Kemarin aku baru mengikuti diklat teaterku, dengan tidak ramah kurasa.
aku kehilangan euforia menerima anggota baru atau membangun persahabatan hangat dengan anak-anak kecil hahhaa
Aku hanya berkutat pada kamera, memperhatikan semua orang melalui lensa. apa yang mereka kerjakan, apa yang mereka lihat, dan apa yang hendak mereka bangun jika sadar aku sedang merekamnya.
Harusnya hal terbaik adalah tidur dan melupakan mereka semua, karena tak ada yang benar-benar bisa kuajak berbincang sampai pagi.
Tapi entahlah udara dinginya terlalu parah, akhirnya aku tak bisa lari dari kenyataan. Aku harus bangun dan menghadapinya.
Aku bangun, hanya segelintir yang masih terjaga, para senior dan alumni.
Mereka membuat api unggun dan minum anggur. awalnya canggung, lalu hangat gara-gara anggur.

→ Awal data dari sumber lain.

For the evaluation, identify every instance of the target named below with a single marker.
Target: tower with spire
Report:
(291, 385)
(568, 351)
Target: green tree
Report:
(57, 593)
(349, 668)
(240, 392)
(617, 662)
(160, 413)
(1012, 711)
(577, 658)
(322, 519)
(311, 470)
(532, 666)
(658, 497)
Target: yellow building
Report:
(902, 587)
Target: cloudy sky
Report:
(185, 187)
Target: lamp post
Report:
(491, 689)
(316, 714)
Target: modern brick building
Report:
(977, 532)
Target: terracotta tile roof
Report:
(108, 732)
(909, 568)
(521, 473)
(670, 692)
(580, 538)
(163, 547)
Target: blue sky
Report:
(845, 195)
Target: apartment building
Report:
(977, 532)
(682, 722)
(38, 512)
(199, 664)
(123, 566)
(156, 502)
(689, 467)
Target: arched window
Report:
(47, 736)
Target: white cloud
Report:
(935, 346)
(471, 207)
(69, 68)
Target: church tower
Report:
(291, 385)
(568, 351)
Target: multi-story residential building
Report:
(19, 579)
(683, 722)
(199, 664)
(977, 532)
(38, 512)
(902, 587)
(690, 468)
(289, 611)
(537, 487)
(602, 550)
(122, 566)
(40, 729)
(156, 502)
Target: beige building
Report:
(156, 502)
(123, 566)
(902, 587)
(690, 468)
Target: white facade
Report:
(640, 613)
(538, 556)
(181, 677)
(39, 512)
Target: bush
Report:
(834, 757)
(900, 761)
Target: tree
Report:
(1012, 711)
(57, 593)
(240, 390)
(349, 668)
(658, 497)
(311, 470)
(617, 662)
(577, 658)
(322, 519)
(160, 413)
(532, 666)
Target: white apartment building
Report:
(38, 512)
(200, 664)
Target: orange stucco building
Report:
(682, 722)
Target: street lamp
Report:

Ada dua alumni yang berhasil membuatku merasa diterima, berbicara banyak hal mengenai zaman, manusia mesin, buku bacaan, ekonomi asia, ideologi agama, animasi, musik, kewarganegaraan, masa kecil, dan keluarga perihal pilihan keyakinan hidup.
Dua alumni yang juga sepasang kekasih, yang juga sangat cocok karena cocok hahhaa keduanya pintar, tidak merendahkan, mau mendengar dan yah apapun yang kau rasa saat kau diterima.
Itu api unggun pertamaku pada diklat itu. Hangatnya diluar dan hanya sementara, berbeda dengan anggur.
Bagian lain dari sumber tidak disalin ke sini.